George Washington University political science professor Henry Farrell recently wrote a piece titled “Dark Leviathan.” He states his case so well that I won’t try to paraphrase it. Instead, I’ll quote one of the opening paragraphs:

[Ross] Ulbricht built the Silk Road marketplace from nothing, pursuing both a political dream and his own self-interest. However, in making a market he found himself building a micro-state, with increasing levels of bureaucracy and rule‑enforcement and, eventually, the threat of violence against the most dangerous rule‑breakers. Trying to build Galt’s Gulch, he ended up reconstructing Hobbes’s Leviathan; he became the very thing he was trying to escape. But this should not have been a surprise.

It’s true that “this should not have been a surprise.” It’s the kind of thing you would expect in illegal markets.

Farrell tells how various unscrupulous actors took advantage of Silk Road’s structure to cheat others.
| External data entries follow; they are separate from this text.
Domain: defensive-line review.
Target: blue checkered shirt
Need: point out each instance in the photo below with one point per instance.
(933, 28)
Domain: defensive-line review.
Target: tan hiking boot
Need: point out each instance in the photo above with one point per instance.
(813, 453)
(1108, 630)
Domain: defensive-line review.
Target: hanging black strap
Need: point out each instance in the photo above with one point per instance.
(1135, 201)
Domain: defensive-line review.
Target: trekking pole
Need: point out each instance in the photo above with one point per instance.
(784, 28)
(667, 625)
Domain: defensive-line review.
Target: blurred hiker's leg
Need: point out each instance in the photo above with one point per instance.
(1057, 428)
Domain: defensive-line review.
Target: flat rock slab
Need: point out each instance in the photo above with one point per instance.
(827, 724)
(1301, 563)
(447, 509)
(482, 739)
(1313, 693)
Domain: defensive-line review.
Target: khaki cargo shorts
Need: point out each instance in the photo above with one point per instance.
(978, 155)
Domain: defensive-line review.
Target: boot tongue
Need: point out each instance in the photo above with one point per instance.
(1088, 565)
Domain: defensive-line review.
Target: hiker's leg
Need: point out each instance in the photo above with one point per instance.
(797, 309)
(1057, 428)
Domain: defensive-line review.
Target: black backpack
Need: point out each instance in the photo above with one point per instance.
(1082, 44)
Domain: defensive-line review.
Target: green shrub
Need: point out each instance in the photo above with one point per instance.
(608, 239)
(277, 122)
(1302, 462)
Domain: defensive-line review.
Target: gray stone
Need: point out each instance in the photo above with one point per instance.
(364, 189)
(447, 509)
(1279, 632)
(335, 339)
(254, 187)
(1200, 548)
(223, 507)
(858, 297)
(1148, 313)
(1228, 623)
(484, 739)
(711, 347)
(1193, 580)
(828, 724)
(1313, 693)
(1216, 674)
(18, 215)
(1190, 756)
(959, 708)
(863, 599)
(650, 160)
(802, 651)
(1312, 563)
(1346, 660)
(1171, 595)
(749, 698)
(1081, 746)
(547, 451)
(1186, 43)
Assuming he has his facts right, there’s nothing I object to in his account. He also nicely weaves various findings in game theory into his account.

You might be saying at this point, like Mona Lisa Vito in My Cousin Vinny, “So what’s your problem?”

My problem is Farrell’s conclusion, or, more exactly, the third line in the last paragraph of his conclusion. Here’s the last paragraph:

Ulbricht’s carelessness brought about the early demise of Silk Road. But if he hadn’t been stupid, the marketplace would have soon collapsed under its own weight, or become the creature of larger organisations with a far greater capacity for violence. The libertarian dream of free online drug markets that can magically and peacefully regulate themselves is just that: a dream. Playing at pirates is only fun as long as the other players are kids too. The trouble is, once adults with real swords appear, it may be too late to wake up.

You can’t have the “libertarian dream of free online drug markets” unless drug markets are, in fact, free. But, as Farrell well knows, they’re illegal. As I put it in my 1991 article “A Humane Economist’s Case for Drug Legalization” (UC Davis Law Review, Spring 1991, Vol. 24, No. 3, p. 664):

[D]rug laws make it difficult for drug producers and sellers to establish reputations for supplying high-quality, reliable drugs.

So Farrell’s whole discussion, while it is a well-needed (again, assuming his facts are true) tonic for people who think that online markets in illegal drugs won’t have big problems, tells us precisely nothing about how free markets would work. In short, “illegal” means “illegal.”